Columnistas

Otro intento contra la anarquía carcelaria

Se ha hecho de todo en las temibles cárceles y la situación todavía aturde y destempla. No es para menos, se trata de los recintos donde la sociedad esconde sus vicios y tropelías; un mundo aparte en el que cada día es un día de supervivencia, aunque esta vez no lo fue para casi medio centenar de mujeres asesinadas.

Por ponerle un nombre, un eufemismo, hace tiempo llamaron Centro de Femenino de Adaptación Social (CEFAS) a esta cárcel -donde riesgosas se hacinan cientos de mujeres acusadas por asesinato, narcotráfico, extorsión, secuestro, fraudes, corrupción- que muy poco hace por la reiserción social de sus inquilinas.

La espeluznante masacre de esta semana rompió lo imaginado, no solo por la cantidad de personas ejecutadas; también por la brutalidad alevosa y despiadada con que se cometieron los crímenes; y, sobre todo, porque sorprendió el comportamiento abyecto y sanguinario de las mujeres.

En las cárceles de hombres no hay nada inédito y el delito interno es casi normal.
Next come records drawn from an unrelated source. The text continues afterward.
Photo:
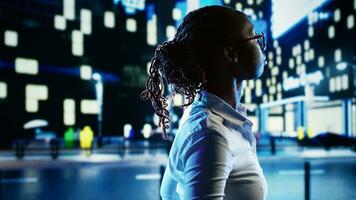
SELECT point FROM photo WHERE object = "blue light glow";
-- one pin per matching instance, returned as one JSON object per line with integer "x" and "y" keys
{"x": 288, "y": 13}
{"x": 131, "y": 6}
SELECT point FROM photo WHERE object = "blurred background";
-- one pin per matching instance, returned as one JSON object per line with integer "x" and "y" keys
{"x": 72, "y": 125}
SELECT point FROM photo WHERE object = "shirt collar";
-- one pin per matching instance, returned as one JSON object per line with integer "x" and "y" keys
{"x": 235, "y": 117}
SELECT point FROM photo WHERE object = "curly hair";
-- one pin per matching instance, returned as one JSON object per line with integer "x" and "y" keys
{"x": 185, "y": 62}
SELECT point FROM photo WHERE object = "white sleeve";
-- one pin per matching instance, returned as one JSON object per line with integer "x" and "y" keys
{"x": 208, "y": 163}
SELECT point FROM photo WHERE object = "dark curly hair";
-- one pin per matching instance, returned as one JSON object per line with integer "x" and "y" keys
{"x": 187, "y": 61}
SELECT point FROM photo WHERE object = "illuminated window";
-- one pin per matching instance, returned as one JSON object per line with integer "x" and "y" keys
{"x": 285, "y": 75}
{"x": 247, "y": 95}
{"x": 321, "y": 61}
{"x": 270, "y": 64}
{"x": 350, "y": 21}
{"x": 69, "y": 9}
{"x": 337, "y": 15}
{"x": 3, "y": 90}
{"x": 260, "y": 14}
{"x": 85, "y": 21}
{"x": 270, "y": 98}
{"x": 337, "y": 55}
{"x": 33, "y": 94}
{"x": 85, "y": 72}
{"x": 170, "y": 32}
{"x": 274, "y": 80}
{"x": 303, "y": 69}
{"x": 275, "y": 43}
{"x": 310, "y": 31}
{"x": 287, "y": 13}
{"x": 249, "y": 11}
{"x": 306, "y": 56}
{"x": 306, "y": 44}
{"x": 148, "y": 66}
{"x": 270, "y": 55}
{"x": 192, "y": 5}
{"x": 176, "y": 14}
{"x": 178, "y": 99}
{"x": 265, "y": 98}
{"x": 69, "y": 112}
{"x": 331, "y": 32}
{"x": 338, "y": 83}
{"x": 272, "y": 90}
{"x": 238, "y": 6}
{"x": 345, "y": 82}
{"x": 311, "y": 54}
{"x": 146, "y": 130}
{"x": 279, "y": 87}
{"x": 279, "y": 96}
{"x": 299, "y": 60}
{"x": 38, "y": 92}
{"x": 88, "y": 106}
{"x": 11, "y": 38}
{"x": 251, "y": 84}
{"x": 59, "y": 22}
{"x": 152, "y": 31}
{"x": 127, "y": 130}
{"x": 258, "y": 90}
{"x": 131, "y": 25}
{"x": 299, "y": 49}
{"x": 275, "y": 71}
{"x": 31, "y": 105}
{"x": 26, "y": 66}
{"x": 109, "y": 19}
{"x": 77, "y": 43}
{"x": 279, "y": 60}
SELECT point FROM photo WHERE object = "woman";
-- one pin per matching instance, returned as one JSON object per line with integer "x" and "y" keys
{"x": 213, "y": 154}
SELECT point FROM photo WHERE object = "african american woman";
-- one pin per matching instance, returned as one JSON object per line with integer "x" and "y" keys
{"x": 213, "y": 155}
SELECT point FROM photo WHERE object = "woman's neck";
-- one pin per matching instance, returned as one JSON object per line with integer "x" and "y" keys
{"x": 230, "y": 92}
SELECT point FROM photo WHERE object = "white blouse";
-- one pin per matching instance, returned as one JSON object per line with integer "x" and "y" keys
{"x": 213, "y": 155}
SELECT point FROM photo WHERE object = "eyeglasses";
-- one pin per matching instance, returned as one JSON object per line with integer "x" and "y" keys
{"x": 260, "y": 40}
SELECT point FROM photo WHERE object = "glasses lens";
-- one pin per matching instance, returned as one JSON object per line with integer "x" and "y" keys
{"x": 261, "y": 42}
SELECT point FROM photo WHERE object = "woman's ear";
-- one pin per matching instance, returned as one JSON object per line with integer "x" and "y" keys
{"x": 230, "y": 55}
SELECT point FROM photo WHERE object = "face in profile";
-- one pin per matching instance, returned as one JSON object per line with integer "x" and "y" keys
{"x": 251, "y": 59}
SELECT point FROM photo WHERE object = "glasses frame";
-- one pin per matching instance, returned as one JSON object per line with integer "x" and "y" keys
{"x": 262, "y": 43}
Aunque en las últimas semanas se concatenaron una serie de motines que las autoridades sospecharon de una conspiración, porque la Comisión Interventora zarandeó sus refugios; les decomisó armas, drogas y privilegios.

Desde luego que todos son culpables de algo y por eso están presos, aunque para atenuar el impacto semántico, en vez de reos o reclusos, los llaman “privados de libertad”, y están bajo la custodia del Estado, que debe su protección.

También es cierto que muchos de estos reclusos son el resultado de un sistema mezquino y excluyente; un modelo económico y social que por décadas sólo ha beneficiado a unos pocos, sin los mínimos beneficios sociales para la mayoría empobrecida.

No, no es que la pobreza sea sinónimo de delincuencia, si no, imagínense. Así como la mayoría de la gente pobre es decente, hay muchos ricos ladrones; pero, está claro que para cubrir las necesidades básicas y otras adquiridas por alienación del consumismo, más el deterioro de los valores ciudadanos, varios se inclinan por una vida bandida.

Y, para más inri, en el reciente pasado, la colusión de gobernantes y otros funcionarios con el crimen organizado contaminó y destrozó los cuerpos de seguridad del Estado, envileció a gran parte de la ciudadanía y nos heredó un ambiente hostil y peligroso. Las cárceles son una extensión de la criminalidad callejera.

Lo dicho, ya se hizo de todo y la barbarie sigue. Ahora, como solución obligada, pasarán la responsabilidad a la Policía Militar; hay quienes creen que la disciplina y la rudeza marcial podrán contra el salvajismo y la ingobernabilidad de las cárceles, por el bien, incluso, de los mismos reclusos.

Se dice fácil, pero ni modo: el desafío es derrumbar la estructura corrupta que permite ingresar drogas y armas a las cárceles; luego, reorganizar a los reclusos y aminorar las amenazas, para que ellos mismos puedan dormir con los dos ojos cerrados.